O Projeto Circolando - Cia Uno, com apoio da Fundação Cultural por meio do Fundo Municipal de Cultura - FMC, apresenta nesta terça-feira (27) a primeira agenda do espetáculo solo de palhaço "Me deixe ir, preciso andar". A apresentação será às 13h30 na praça da Escola Estadual Gabriel Toti - Av. Tutunas, 901, e o acesso é gratuito.

O espetáculo conta sobre encontros, desencontros e despedidas, fato cotidiano de todos nós. O universo do circo é o picadeiro dos sentimentos que o Palhaço brinca e sonha, equilibrando sorrisos e jogando malabares com a tristeza. Constitui-se no Solo de Palhaço desenvolvido pelo artista Mayron Engel, e utiliza-se sua bagagem artística de anos de trabalhos em grupos teatrais, somada a sua experiência como professor de circo (Circo doPovo) e teatro (Colégio Marista Diocesano).

O trabalho, segundo o artista, flerta com a experiência que o ele obteve com a Cia. Finzi Pasca, onde houve a oportunidade de conhecer o trabalho e o processo criativo na busca do “ator de circo” em uma oficina de duas semanas em Belo Horizonte no Mundial de Circo. Faz, também, uso dos preceitos do método Teatro da Caricia de Daniele Finzi Pasca (Diretor da Cia. Finzi Pasca, diretor do espetáculo Corteo do Cirque du Soleil). “O espetáculo busca o singelo que existe em todos nós para desabrochar no risível do cotidiano invisível”, destaca Mayron.

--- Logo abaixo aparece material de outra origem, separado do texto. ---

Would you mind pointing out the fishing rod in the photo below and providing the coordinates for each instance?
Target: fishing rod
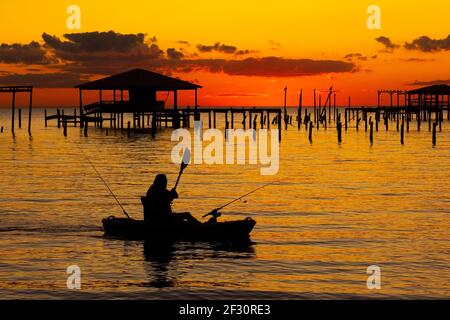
(112, 193)
(215, 212)
(104, 182)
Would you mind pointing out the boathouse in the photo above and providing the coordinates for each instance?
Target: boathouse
(431, 96)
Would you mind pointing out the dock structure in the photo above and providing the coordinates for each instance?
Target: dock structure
(422, 104)
(14, 90)
(134, 95)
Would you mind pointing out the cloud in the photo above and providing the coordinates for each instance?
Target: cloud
(31, 53)
(388, 44)
(416, 60)
(223, 48)
(100, 45)
(106, 53)
(183, 42)
(243, 95)
(273, 66)
(355, 56)
(172, 53)
(428, 83)
(40, 80)
(274, 45)
(426, 44)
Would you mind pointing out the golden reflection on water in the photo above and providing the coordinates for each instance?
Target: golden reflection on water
(335, 210)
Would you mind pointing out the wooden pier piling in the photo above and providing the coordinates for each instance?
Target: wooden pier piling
(402, 131)
(65, 127)
(86, 126)
(310, 131)
(371, 132)
(434, 133)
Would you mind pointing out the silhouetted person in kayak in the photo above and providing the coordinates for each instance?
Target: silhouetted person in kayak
(157, 204)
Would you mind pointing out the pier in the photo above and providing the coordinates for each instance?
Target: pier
(134, 108)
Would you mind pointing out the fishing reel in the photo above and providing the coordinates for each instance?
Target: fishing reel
(215, 215)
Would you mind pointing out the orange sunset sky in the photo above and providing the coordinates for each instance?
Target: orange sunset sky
(241, 52)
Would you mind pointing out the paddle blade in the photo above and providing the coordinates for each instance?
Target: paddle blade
(186, 159)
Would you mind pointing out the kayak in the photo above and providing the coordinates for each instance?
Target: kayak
(140, 230)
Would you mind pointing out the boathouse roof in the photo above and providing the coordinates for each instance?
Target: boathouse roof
(139, 78)
(441, 89)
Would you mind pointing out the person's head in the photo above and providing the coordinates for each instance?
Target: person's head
(160, 181)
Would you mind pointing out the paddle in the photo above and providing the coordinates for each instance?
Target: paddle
(184, 164)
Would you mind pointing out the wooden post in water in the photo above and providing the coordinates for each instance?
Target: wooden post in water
(65, 127)
(377, 119)
(365, 120)
(339, 129)
(209, 119)
(434, 133)
(418, 121)
(402, 131)
(371, 132)
(315, 106)
(299, 113)
(232, 118)
(86, 126)
(429, 120)
(13, 112)
(310, 131)
(346, 119)
(19, 116)
(30, 111)
(279, 125)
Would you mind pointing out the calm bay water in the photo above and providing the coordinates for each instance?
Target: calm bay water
(335, 210)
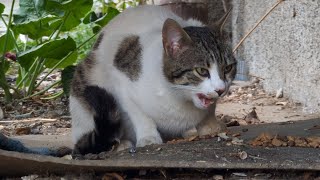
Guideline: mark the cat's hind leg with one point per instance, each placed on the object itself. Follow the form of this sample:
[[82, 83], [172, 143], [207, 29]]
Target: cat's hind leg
[[96, 121], [144, 127]]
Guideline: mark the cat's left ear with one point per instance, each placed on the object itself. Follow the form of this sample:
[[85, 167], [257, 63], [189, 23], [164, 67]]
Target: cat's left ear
[[175, 40], [221, 22]]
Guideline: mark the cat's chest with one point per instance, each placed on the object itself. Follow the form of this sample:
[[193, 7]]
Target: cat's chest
[[169, 113]]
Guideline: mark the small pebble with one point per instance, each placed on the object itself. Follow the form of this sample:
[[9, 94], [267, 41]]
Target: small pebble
[[132, 150], [1, 114], [279, 93]]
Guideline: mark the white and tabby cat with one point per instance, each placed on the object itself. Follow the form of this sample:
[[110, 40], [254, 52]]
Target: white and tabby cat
[[150, 75]]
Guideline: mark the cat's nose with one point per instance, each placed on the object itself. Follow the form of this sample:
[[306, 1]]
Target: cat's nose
[[220, 91]]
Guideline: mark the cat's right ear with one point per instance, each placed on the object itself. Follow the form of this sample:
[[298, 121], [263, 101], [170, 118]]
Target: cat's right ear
[[175, 40]]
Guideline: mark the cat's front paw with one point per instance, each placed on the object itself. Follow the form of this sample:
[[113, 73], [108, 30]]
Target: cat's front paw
[[212, 127], [148, 140], [124, 144]]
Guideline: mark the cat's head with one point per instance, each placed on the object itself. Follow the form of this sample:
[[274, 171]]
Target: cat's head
[[198, 62]]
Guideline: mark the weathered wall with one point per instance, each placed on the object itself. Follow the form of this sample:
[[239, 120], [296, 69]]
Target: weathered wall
[[284, 50]]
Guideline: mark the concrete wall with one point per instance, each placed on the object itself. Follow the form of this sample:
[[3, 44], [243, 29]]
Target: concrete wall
[[284, 50]]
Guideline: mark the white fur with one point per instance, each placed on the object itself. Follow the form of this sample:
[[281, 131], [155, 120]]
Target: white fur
[[82, 122], [151, 102]]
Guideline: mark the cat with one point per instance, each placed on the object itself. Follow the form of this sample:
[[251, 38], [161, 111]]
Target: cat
[[150, 75]]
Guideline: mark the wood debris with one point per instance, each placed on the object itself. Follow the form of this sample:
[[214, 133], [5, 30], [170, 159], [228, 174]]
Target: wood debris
[[268, 140]]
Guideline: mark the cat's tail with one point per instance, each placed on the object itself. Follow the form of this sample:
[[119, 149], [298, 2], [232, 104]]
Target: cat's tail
[[10, 144]]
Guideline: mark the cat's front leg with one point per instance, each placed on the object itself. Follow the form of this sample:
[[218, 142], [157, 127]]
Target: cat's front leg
[[145, 128], [210, 125]]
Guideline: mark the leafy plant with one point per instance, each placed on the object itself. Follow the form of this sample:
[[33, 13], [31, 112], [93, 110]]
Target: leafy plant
[[49, 26]]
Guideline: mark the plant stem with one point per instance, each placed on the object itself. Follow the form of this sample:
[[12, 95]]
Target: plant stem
[[15, 42], [34, 76], [55, 66], [42, 91], [7, 33], [26, 74], [3, 81]]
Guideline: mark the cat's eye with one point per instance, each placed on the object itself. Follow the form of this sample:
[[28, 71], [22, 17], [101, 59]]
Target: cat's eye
[[203, 72], [228, 68]]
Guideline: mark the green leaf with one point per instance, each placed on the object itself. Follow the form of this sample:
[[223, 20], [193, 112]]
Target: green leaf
[[55, 49], [66, 78], [33, 19], [66, 61], [90, 17], [35, 28], [30, 10], [96, 29], [74, 11], [1, 8], [112, 12], [10, 42]]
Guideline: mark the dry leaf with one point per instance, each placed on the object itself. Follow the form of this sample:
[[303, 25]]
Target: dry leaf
[[23, 131], [223, 136], [281, 103], [237, 141], [112, 176], [243, 155]]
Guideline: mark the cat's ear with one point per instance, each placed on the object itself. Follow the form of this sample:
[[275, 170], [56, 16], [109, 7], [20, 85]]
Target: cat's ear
[[222, 21], [174, 38]]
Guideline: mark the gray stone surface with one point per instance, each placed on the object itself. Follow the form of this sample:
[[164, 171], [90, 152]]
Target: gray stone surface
[[284, 50], [203, 154]]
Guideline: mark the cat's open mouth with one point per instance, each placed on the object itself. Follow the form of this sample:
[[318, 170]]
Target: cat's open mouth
[[205, 100]]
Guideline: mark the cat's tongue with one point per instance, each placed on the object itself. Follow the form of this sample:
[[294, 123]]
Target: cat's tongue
[[205, 100]]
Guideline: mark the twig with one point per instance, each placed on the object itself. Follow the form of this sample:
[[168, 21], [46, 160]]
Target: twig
[[28, 120], [259, 22], [255, 157]]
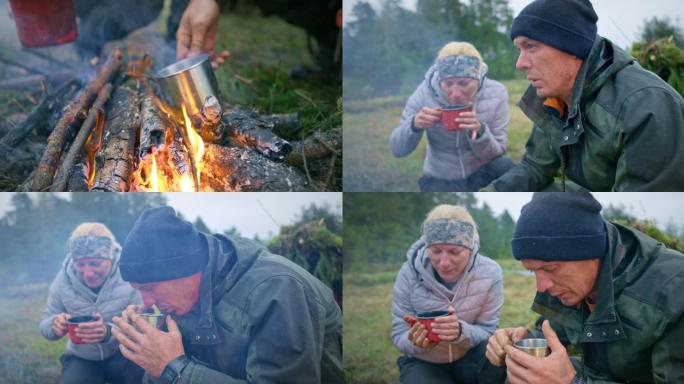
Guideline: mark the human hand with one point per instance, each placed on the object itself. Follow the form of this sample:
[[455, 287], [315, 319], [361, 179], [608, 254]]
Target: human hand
[[468, 121], [59, 327], [418, 334], [427, 118], [501, 338], [556, 368], [447, 327], [92, 332], [197, 30], [147, 346]]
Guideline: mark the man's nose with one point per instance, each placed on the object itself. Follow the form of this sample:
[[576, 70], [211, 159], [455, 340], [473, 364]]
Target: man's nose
[[543, 282], [523, 62]]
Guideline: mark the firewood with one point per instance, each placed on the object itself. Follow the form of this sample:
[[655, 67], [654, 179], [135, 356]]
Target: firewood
[[244, 169], [118, 151], [95, 116], [153, 127], [317, 146], [246, 128], [73, 116]]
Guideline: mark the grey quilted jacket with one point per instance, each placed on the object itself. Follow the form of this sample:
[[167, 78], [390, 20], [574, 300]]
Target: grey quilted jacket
[[477, 297], [452, 155], [69, 294]]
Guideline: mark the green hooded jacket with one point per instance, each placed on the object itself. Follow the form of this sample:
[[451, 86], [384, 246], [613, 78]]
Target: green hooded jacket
[[261, 319], [635, 333], [624, 131]]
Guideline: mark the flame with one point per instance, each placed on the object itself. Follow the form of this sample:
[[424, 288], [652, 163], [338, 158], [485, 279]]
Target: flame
[[196, 144], [154, 177], [93, 144]]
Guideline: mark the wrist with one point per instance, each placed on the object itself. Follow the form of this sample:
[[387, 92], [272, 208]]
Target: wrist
[[171, 373]]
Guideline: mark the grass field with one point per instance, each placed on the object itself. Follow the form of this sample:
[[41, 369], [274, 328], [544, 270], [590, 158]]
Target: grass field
[[368, 162], [369, 355], [25, 356]]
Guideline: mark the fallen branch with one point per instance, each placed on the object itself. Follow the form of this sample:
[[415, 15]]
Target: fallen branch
[[244, 169], [73, 115], [95, 115], [118, 151]]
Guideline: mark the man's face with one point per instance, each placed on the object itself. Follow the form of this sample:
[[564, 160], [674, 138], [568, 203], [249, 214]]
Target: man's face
[[93, 271], [459, 90], [448, 260], [551, 71], [172, 296], [569, 281]]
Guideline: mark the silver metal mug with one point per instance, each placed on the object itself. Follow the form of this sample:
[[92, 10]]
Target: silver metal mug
[[188, 82], [534, 347]]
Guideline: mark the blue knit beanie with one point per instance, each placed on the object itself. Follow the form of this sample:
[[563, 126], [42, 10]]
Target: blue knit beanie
[[162, 246], [567, 25], [560, 226]]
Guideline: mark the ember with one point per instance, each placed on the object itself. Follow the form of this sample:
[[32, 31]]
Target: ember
[[117, 134]]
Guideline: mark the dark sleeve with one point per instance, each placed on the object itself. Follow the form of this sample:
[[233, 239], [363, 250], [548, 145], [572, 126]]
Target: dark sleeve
[[536, 170], [652, 155]]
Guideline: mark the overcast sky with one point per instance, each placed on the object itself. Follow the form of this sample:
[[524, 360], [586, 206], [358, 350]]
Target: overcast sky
[[661, 207], [619, 20], [251, 213]]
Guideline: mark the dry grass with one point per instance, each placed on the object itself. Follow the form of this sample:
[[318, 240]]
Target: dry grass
[[368, 162]]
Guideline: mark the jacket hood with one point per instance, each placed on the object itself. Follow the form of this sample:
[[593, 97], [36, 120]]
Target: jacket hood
[[422, 268], [603, 62]]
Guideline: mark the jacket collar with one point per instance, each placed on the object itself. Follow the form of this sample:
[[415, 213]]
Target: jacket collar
[[604, 323]]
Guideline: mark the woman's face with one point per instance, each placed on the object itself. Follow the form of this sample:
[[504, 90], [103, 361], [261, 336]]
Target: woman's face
[[93, 271], [459, 90], [449, 260]]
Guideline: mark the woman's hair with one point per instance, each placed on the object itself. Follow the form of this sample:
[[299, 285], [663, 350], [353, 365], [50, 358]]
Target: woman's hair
[[459, 48], [91, 229], [447, 211]]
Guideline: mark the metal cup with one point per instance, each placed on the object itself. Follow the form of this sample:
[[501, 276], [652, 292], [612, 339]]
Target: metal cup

A busca existencial de todos nós sobre “aonde devemos ir? Este é o meu lugar?”, é a condução para o palhaço que busca o seu lugar no mundo. Utilizando técnicas circenses como malabares, equilíbrio, ilusionismo e comicidade, o palhaço leva o público a se perguntar sobre os encontros e desencontros da vida. Tanto que, a frase célebre de William Shakespeare, “Ser ou não ser, eis a questão”, constrói uma das cenas do espetáculo, brincando com o ego do artista em representar Shakespeare e jogando com a plateia no ato de se expor e interpretar a frase clássica. Em vista disso, ocorre ali a vivência conjunta das alegrias e tristezas das chegadas e partidas, amenizadas, enfim, pela lembrança fotográfica tirada com uma polaroid, materializando o momento.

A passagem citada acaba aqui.